Research & Papers

[P] ibu-boost: a GBDT library where splits are *absolutely* rejected, not just relatively ranked[P]

New gradient-boosting library replaces relative ranking with absolute thresholds, eliminating min_gain_to_split tuning.

Deep Dive

ibu-boost is an experimental gradient-boosted decision tree (GBDT) library that fundamentally changes how splits are selected during tree construction. Instead of always choosing the candidate with the highest gain—which can lead to useless splits on noisy data—it implements a 'screening transform' based on the "Screening Is Enough" paper. This approach uses absolute thresholds to reject all split candidates when none provide meaningful improvement, automatically creating leaves without requiring the traditional min_gain_to_split hyperparameter that needs per-dataset tuning.

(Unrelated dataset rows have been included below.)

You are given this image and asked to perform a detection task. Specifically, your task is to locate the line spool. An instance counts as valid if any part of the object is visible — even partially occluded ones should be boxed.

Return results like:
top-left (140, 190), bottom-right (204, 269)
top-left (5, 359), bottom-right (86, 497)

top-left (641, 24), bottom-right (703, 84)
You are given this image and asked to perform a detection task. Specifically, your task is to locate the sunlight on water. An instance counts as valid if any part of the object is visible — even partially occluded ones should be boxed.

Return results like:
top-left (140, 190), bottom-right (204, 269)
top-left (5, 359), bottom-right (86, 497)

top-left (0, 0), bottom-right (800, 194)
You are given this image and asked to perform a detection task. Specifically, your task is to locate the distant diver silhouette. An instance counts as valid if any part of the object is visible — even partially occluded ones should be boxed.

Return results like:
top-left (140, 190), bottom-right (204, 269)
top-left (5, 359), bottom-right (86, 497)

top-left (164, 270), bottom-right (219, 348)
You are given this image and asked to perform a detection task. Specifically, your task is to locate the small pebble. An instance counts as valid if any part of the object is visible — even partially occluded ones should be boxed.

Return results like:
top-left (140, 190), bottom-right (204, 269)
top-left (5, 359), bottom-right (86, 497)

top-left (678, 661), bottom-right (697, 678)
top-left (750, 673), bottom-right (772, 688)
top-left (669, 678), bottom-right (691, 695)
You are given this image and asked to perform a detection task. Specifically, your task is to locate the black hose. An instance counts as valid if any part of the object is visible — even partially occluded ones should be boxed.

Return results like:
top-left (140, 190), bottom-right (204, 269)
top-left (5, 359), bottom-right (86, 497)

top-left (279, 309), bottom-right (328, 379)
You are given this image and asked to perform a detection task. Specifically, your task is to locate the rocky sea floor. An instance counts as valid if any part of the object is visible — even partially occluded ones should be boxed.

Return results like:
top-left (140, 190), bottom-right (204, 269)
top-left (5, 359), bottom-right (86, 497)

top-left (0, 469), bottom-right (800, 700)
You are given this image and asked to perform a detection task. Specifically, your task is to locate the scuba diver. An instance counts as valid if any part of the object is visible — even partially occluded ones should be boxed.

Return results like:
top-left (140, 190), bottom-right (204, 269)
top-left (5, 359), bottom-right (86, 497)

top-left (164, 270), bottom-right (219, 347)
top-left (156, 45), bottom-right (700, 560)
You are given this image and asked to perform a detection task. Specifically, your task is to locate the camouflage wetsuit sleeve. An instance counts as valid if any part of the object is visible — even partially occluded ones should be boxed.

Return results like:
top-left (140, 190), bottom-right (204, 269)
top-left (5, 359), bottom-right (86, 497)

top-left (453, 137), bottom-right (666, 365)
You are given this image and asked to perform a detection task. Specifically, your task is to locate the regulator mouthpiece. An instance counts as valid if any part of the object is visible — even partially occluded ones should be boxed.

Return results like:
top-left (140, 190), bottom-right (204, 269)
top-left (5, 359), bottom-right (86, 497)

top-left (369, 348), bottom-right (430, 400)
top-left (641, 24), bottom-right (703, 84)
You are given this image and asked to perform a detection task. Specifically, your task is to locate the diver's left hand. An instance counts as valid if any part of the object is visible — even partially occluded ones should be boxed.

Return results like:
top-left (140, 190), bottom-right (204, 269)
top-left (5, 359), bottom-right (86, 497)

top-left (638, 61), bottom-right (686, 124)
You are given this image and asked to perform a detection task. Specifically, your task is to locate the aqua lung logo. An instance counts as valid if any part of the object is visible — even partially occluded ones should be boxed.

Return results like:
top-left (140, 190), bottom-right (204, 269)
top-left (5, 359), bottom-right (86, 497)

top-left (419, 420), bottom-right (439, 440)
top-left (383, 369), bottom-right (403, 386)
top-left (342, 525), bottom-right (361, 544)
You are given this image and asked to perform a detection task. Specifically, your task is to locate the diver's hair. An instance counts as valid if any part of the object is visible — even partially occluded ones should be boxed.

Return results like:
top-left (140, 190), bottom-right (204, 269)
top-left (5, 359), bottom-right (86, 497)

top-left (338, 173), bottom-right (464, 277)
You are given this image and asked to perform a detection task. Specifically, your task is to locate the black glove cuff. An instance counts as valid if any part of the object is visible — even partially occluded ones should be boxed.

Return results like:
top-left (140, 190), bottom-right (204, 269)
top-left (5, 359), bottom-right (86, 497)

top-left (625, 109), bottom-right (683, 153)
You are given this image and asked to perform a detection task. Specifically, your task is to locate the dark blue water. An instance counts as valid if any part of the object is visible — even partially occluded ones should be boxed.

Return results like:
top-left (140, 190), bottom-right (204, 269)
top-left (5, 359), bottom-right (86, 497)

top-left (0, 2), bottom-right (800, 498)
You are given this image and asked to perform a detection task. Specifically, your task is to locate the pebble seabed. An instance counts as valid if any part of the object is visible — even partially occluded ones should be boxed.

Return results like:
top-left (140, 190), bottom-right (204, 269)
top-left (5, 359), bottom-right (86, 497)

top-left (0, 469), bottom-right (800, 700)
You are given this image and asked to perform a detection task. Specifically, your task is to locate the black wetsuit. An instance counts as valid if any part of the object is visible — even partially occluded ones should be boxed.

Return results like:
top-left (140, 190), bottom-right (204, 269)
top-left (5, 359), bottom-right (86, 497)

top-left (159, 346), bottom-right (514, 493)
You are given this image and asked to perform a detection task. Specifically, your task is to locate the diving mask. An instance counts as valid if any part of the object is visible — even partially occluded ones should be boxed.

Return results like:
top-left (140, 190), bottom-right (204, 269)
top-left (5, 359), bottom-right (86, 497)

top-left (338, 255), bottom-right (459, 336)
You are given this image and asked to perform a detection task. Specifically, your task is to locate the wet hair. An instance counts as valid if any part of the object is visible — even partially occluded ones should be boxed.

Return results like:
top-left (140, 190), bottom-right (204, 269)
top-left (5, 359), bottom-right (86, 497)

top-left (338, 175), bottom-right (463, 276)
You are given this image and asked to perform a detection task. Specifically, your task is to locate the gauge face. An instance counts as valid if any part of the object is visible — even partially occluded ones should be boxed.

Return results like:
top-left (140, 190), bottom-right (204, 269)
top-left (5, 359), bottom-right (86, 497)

The library currently supports MSE regression and binary log-loss, with both standard per-node splits and CatBoost-style oblivious splits. It includes Triton GPU kernels that deliver 3.15x speedup on an RTX 4060 Ti compared to CPU execution, achieving 51x faster kernel-level performance over NumPy references. While benchmarks on the California Housing dataset show a 12% RMSE gap compared to LightGBM, the developer hypothesizes ibu-boost will excel on high-dimensional or noisy data where traditional GBDTs tend to overfit through spurious splits.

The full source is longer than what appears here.